ECLI:NL:RBMNE:2015:4387
Rechtbank Midden-Nederland
- Wraking
- M.J. Slootweg
- L. Verschoor-Bergsma
- I.P.H.M. Severeijns
- Rechtspraak.nl
Wrakingsverzoek tegen rechter in echtscheidingsprocedure
In deze wrakingszaak heeft verzoeker, mr. W.S. Ludwig, de rechter gewraakt die belast was met de behandeling van zijn echtscheidingsprocedure. De wraking vond plaats tijdens de zitting op 30 april 2015, waarbij de rechter betrokken was bij de voorlopige voorzieningen tussen verzoeker en zijn wederpartij, [A]. Verzoeker betoogde dat de rechter al eerder beslissingen had genomen die zijn belangen zouden kunnen schaden, en dat hij twijfelde aan de onpartijdigheid van de rechter. De rechter heeft echter schriftelijk zijn standpunt weergegeven en was niet aanwezig bij de mondelinge behandeling van het wrakingsverzoek op 2 juni 2015.

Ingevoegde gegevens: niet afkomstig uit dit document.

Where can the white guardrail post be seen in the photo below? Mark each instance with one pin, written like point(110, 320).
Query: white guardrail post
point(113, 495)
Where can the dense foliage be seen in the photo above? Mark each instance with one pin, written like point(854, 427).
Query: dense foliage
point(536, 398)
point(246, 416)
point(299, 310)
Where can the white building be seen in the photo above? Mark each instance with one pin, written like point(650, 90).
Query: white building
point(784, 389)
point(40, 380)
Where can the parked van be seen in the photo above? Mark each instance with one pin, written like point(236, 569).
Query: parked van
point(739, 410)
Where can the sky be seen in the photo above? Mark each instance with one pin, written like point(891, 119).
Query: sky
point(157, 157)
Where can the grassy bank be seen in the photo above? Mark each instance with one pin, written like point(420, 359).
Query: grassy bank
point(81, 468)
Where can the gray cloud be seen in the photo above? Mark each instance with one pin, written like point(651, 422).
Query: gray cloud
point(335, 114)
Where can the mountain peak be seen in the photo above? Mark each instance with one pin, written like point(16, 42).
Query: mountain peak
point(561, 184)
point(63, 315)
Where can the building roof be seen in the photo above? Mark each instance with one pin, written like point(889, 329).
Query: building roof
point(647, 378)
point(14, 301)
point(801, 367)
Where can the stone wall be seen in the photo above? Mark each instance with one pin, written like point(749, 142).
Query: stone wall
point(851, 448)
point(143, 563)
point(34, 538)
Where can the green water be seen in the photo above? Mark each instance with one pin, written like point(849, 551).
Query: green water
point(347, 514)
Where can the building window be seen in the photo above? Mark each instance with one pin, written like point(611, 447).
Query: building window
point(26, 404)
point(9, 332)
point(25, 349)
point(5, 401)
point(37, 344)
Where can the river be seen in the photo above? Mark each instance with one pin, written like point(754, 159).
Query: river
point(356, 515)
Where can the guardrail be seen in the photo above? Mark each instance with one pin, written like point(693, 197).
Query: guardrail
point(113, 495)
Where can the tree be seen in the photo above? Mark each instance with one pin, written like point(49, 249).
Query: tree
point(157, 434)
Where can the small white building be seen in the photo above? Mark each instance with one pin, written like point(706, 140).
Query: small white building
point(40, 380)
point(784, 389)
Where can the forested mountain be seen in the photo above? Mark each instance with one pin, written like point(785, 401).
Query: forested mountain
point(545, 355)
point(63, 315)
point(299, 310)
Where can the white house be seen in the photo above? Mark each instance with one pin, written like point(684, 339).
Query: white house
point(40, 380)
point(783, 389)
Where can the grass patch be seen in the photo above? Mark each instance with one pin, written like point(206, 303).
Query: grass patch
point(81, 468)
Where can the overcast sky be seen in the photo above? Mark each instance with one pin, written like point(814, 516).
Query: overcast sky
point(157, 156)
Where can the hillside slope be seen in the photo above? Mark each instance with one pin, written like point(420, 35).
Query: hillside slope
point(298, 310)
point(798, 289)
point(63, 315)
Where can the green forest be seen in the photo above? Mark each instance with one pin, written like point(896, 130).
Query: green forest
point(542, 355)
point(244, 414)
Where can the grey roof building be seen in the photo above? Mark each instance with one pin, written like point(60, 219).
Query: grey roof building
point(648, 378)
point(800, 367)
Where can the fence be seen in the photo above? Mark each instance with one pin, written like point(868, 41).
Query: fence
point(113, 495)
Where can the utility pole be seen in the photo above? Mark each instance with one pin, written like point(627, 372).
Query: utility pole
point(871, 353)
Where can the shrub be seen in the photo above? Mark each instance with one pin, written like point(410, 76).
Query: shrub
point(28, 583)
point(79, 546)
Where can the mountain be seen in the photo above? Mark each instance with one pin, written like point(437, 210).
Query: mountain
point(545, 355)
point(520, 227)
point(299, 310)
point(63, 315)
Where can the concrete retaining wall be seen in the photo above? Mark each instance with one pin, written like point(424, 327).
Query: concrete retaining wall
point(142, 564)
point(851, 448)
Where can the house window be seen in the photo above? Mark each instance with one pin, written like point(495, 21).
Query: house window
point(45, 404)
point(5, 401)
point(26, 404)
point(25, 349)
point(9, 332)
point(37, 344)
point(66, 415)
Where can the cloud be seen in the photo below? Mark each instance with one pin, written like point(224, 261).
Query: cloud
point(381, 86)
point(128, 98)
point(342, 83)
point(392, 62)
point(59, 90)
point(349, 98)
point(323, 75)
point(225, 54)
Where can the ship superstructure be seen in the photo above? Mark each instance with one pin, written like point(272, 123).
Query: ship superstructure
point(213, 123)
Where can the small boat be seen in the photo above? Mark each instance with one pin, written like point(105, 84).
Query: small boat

De rechtbank heeft de feiten en omstandigheden die verzoeker aanvoerde om de vrees voor partijdigheid te onderbouwen, beoordeeld. De rechtbank oordeelde dat de door verzoeker aangevoerde feiten niet voldoende waren om te concluderen dat de rechter vooringenomen was. De rechtbank benadrukte dat een rechter uit hoofde van zijn aanstelling vermoed wordt onpartijdig te zijn, tenzij er uitzonderlijke omstandigheden zijn die dit tegenspreken. De rechtbank concludeerde dat de eerdere beslissingen van de rechter in de voorlopige voorzieningenprocedure op zichzelf geen grond voor wraking vormen.
Uiteindelijk heeft de rechtbank het verzoek tot wraking ongegrond verklaard. De beslissing is genomen door de meervoudige kamer voor de behandeling van wrakingszaken, bestaande uit de voorzitter en twee leden, en is openbaar uitgesproken op 16 juni 2015.